Created 10-24-2017 09:31 PM
I can use SparkSession to get the list of tables in Hive, or access a Hive table as shown in the code below. Now my question is if in this case, I'm using Spark with Hive Context?
Or is it that to use hive context in Spark, I must directly use HiveContext object to access tables, and perform other Hive related functions?
spark.catalog.listTables.show val personnelTable = spark.catalog.getTable("personnel")
Created 10-25-2017 04:13 AM
I assume you're on Spark 2?
SparkSession, without explicitly creating SparkConf, SparkContext or SQLContext, encapsulates them within itself.
Also SparkSession has merged SQLContext and HiveContext in one object in Spark 2.0.
When building a session object, for example:
val spark = SparkSession .builder() .appName( "SparkSessionZipsExample" ) .config( "spark.sql.warehouse.dir" , warehouseLocation) .enableHiveSupport() .getOrCreate()

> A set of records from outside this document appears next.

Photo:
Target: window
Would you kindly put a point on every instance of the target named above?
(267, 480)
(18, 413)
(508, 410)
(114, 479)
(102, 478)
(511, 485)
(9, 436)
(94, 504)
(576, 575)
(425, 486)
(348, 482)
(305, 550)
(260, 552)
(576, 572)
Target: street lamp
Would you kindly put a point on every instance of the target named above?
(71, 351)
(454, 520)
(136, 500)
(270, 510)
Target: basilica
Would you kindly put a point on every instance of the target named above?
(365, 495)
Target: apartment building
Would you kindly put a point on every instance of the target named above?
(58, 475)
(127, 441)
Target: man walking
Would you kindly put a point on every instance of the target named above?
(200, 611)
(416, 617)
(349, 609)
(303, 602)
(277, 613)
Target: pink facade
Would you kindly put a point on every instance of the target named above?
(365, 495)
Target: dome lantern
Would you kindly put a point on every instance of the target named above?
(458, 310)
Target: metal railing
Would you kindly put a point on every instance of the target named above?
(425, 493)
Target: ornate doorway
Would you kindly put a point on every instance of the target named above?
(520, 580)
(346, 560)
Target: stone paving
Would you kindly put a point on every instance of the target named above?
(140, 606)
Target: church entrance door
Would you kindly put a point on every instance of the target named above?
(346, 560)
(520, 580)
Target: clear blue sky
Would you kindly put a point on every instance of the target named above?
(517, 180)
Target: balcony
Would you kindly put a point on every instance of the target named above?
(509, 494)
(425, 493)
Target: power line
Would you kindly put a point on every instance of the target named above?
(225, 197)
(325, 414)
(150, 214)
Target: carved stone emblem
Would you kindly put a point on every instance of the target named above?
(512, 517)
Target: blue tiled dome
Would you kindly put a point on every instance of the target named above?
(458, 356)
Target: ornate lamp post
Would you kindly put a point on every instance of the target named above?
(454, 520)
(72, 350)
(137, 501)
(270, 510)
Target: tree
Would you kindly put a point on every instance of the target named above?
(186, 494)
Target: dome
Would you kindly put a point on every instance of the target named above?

.enableHiveSupport() provides HiveContext functions. So you're able to use catalog functions since spark has provided connectivity to hive metastore on doing .enableHiveSupport()
You'll get more clarity by reading this https://databricks.com/blog/2016/08/15/how-to-use-sparksession-in-apache-spark-2-0.html
Created 10-25-2017 04:40 PM
Thanks for the reply. Does this mean that spark object in spark-shell already has enableHiveSupport() enabled? or the spark.sql(), and spark.catalog that spark object provides are implemented by SparkSession even without enableHiveSupport()?
Created 10-25-2017 05:37 PM
Yes, spark-shell has enableHiveSupport() already enabled